Pela primeira vez na história do Brasil existe financiamento para a produção autogestionária da habitação, embora o formato da política ainda esteja aquém das perspectivas e demandas práticas dos grupos que estão na ponta deste processo, gerindo empreendimentos, trabalhando no canteiro de obras e vivendo nestes espaços.  Hoje temos um ciclo de políticas de habitação: elas fazem parte de uma estratégia de desenvolvimento do país. Porém, a impressão geral, dentro e fora dos movimentos, é que os mais estruturados – que frequentemente ocupam espaços de participação institucional – estão quase sem ação. Muito deste resultado se deu devido às características do processo histórico da construção democrática.
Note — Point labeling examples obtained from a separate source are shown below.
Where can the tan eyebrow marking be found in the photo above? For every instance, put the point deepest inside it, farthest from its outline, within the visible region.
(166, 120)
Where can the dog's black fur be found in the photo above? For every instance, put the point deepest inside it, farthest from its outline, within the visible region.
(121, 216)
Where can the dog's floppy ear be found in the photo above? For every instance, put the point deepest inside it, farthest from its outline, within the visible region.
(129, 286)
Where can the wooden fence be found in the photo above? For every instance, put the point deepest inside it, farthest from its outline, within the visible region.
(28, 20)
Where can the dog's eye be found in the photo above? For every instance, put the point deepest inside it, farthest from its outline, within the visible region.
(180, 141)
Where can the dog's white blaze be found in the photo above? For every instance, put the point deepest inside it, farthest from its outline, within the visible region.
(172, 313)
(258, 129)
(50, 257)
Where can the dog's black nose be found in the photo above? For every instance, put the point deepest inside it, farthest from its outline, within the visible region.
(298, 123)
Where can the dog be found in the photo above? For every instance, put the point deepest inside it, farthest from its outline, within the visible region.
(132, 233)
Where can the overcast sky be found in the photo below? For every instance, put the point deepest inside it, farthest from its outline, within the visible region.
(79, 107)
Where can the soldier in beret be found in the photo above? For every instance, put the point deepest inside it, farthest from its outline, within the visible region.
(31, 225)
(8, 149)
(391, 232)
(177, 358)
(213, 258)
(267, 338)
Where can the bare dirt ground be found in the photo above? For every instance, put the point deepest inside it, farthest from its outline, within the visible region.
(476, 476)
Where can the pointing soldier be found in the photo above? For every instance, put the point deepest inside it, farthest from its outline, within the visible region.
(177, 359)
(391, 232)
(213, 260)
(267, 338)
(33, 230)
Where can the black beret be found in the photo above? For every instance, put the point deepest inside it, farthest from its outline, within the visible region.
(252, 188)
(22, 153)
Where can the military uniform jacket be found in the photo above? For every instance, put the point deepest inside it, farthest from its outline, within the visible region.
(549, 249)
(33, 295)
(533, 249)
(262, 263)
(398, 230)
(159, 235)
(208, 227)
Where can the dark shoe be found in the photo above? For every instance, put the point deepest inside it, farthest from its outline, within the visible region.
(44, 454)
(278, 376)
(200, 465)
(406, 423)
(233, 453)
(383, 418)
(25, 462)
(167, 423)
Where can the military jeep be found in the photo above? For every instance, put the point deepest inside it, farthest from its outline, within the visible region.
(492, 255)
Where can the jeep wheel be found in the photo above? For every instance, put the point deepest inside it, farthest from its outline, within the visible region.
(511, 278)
Nossas perguntas-guia, portanto, são: as experiências autogestionárias de produção concreta do Habitat fazem parte de um projeto para viver diferente? No que consiste este projeto hoje?

Para levar adiante estes questionamentos em busca de propostas práticas e exequíveis, nos integramos e uma rede de cooperativas com o intuito de prover assessoria e contribuir no debate organizativo prático e político das entidades. Também criamos o  1º Ciclo internacional de debates, PRÁTICAS DE MORAR: produção, gestão e vida coletiva.

Apostamos na articulação dos movimentos sociais e na força que já foi demonstrada na demanda e na mudança de programas como o PCS e o PHPE e do FNHIS, para afirmar que eles, sim, podem vir a ser uma força de produção diferenciada do espaço urbano. Afirmamos, porém, que ainda não são. Serão uma força de produção capaz de afrontar a produção capitalista quando a produção do Habitat, da vida como um todo, for uma prioridade dos coletivos. Como afirmou Pedro Arantes no primeiro debate:

“Ou a gente cria práticas anti-hegemônicas, ou melhor, não fazê-las. A partir do momento que o movimento aceita que a construtora faça a obra, que não tenha formação política, que o projeto seja ruim, que seja em qualquer lugar, então vamos encerrar. Então não precisa de movimento, nem de grupos organizados, nem de arquitetos e militantes apoiando. Então este é o impasse fundamental. Ou estamos construindo o poder popular em direção a uma outra sociedade, ou vamos fazer outra coisa.”